Là encore, on n’est vraiment pas sur du subtil et à notre avis, tout cela se déclenche bien trop vite lorsque l’on arrive sur place, mais il s’agit d’un moment dans le jeu où il est important d’enchaîner assez vite et de ne pas rester bloqué. Nous imaginons que même si cela à l’air infantilisant, surtout raconté par écrit, c’est une décision qui peut se justifier pour d’autres raisons.

En résumé

Comme évoqué, certaines de ces techniques sont visibles, d’autres moins, d’autres encore extrêmement répétitives. Certaines sont faciles à improviser, d’autres pas. Tout dépend de votre appréciation de la situation, de ce que vous voulez obtenir, et d’à quel point vous êtes prêt à prendre le pas sur les décisions du reste de la table pour cela. C’est à vous qu’il appartient de choisir si vous employez ou pas ces techniques et dans quelles circonstances. Mais là encore, il ne faut pas oublier que cette perte d’agentivité fait partie d’un tout. Pendant que le jeu utilise la plupart des techniques décrites ci-dessus, on prend du plaisir à faire autre chose, à découvrir des factions importantes qui vont arriver par la suite ou à comprendre un peu plus ce qu’il se passe dans le monde. Et la plupart du temps, on ne s’aperçoit juste pas que ces artifices sont utilisés. Cela ne veut pas dire que quand c’est le cas, ce n’est pas pénible, mais que ces techniques d’illusionnisme résultent après tout d’un choix. Celui de privilégier autre chose que cette forme là d’interactivité. Quand ce n’est pas juste une façon de dominer son groupe, ce n’est finalement qu’un arbitrage parmi les dizaines qui se font tous les jours autour de nos tables de jeu. Il peut être positif ou négatif.

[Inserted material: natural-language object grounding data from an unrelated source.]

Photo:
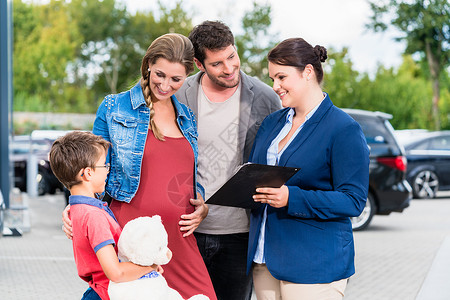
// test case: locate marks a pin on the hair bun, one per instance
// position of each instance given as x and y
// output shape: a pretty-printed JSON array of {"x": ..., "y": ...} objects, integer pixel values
[{"x": 321, "y": 53}]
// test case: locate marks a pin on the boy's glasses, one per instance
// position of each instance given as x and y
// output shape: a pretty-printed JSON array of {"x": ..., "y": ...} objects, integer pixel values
[{"x": 107, "y": 166}]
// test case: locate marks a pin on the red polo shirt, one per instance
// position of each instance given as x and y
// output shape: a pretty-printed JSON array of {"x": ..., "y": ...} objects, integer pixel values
[{"x": 94, "y": 227}]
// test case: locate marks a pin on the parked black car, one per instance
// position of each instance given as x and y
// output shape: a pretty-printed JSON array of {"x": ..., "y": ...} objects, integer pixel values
[
  {"x": 21, "y": 147},
  {"x": 428, "y": 154},
  {"x": 388, "y": 189}
]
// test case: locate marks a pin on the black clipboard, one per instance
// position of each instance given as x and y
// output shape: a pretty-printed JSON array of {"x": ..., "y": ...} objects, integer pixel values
[{"x": 240, "y": 188}]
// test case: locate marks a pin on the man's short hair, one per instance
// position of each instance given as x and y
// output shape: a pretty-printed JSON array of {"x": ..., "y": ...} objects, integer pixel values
[
  {"x": 75, "y": 151},
  {"x": 211, "y": 35}
]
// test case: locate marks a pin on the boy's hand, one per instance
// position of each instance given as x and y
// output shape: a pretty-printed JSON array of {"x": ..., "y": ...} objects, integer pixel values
[
  {"x": 159, "y": 269},
  {"x": 67, "y": 223}
]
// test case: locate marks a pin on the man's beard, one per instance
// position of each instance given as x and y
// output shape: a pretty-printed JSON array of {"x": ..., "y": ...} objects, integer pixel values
[{"x": 225, "y": 84}]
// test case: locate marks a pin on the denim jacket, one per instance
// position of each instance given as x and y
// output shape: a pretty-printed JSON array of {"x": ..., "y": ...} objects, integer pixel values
[{"x": 123, "y": 120}]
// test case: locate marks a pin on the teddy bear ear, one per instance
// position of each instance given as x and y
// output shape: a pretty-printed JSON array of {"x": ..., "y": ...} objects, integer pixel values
[{"x": 156, "y": 218}]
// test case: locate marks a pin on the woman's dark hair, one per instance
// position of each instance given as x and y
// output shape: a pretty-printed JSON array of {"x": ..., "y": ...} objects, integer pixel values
[
  {"x": 211, "y": 35},
  {"x": 296, "y": 52}
]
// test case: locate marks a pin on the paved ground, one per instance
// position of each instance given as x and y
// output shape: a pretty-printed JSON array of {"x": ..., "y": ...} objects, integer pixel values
[{"x": 401, "y": 256}]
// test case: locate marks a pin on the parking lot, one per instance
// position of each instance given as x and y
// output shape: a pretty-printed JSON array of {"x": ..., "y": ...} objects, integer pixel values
[{"x": 399, "y": 256}]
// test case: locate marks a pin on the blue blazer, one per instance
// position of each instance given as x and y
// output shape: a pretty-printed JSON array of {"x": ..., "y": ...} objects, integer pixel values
[{"x": 311, "y": 240}]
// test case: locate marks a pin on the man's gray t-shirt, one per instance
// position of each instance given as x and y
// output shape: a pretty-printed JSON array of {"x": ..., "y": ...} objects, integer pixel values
[{"x": 219, "y": 157}]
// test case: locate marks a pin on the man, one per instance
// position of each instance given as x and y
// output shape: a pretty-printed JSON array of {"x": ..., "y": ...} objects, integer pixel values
[{"x": 229, "y": 106}]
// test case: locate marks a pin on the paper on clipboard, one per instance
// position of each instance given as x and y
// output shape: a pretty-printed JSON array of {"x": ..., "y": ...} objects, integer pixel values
[{"x": 240, "y": 188}]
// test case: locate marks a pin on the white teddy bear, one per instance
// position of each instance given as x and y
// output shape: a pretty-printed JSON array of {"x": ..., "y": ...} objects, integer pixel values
[{"x": 144, "y": 242}]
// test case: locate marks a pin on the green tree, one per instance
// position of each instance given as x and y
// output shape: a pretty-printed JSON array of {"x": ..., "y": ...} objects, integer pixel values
[
  {"x": 402, "y": 93},
  {"x": 341, "y": 80},
  {"x": 425, "y": 27},
  {"x": 256, "y": 41}
]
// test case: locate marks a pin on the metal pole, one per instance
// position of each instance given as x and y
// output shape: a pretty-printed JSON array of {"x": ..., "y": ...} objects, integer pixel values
[{"x": 5, "y": 96}]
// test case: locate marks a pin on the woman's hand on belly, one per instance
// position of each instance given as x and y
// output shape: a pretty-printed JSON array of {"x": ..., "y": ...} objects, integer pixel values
[{"x": 191, "y": 221}]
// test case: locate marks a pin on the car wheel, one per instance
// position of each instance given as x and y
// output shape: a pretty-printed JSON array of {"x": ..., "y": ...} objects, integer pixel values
[
  {"x": 362, "y": 221},
  {"x": 42, "y": 184},
  {"x": 425, "y": 184}
]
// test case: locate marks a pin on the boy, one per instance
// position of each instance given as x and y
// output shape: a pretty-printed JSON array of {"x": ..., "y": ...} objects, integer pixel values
[{"x": 78, "y": 160}]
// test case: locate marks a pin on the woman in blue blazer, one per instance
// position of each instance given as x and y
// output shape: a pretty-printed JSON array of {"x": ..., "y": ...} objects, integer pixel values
[{"x": 301, "y": 240}]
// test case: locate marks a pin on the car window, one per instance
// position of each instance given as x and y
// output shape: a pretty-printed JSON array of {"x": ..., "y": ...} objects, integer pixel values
[
  {"x": 424, "y": 145},
  {"x": 440, "y": 143}
]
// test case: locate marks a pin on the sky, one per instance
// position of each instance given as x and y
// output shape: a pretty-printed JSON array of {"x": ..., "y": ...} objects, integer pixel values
[{"x": 330, "y": 23}]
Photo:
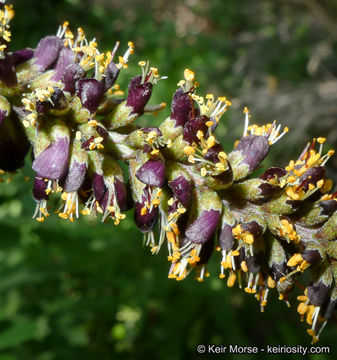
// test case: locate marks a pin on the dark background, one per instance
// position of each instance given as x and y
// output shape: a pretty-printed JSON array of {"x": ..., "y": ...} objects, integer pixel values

Bon voilà, ce billet est affreusement long, mais il a été écrit rapidement afin de ne pas trop prendre le temps sur le « vrai » boulot. Nous espérons qu’il ne sera pas trop décousu. N’hésitez pas à nous faire savoir si ce genre d’excursions et de cas d’écoles hors-du-JdR-mais-pour-parler-de-JdR-quand-même peuvent vous intéresser ou à en discuter à un endroit on peut lire vos retours. Essayez juste de ne pas trop dévier sur le jeu en lui-même et de ne pas trop spoiler.

Si cela vous intéresse, on n’a pas non plus détaillé toute une partie des techniques ci-dessus lorsqu’elles sont appliquées au JdR. C’est principalement parce qu’on l’a déjà fait dans La Boîte à outils du meneur de jeu et on ne se sentait pas de le refaire ici. Par exemple si vous avez le livre et que la narration environnementale vous intéresse, vous trouverez bien plus d’éléments dans la fiche « Décrire l’univers comme un ensemble de signes ». Les fiches concernées par les différents éléments de ce billet sont surtout : Décrire l’univers comme un ensemble de signes, Entremêler les intrigues, Gérer la linéarité, Imaginer un PNJ miroir, Laisser flotter des indices et des secrets, Tirer profit des techniques surréalistes, Transformer l’échec en autre chemin, Transformer les forces des PJ en faiblesses, Utiliser des cartes.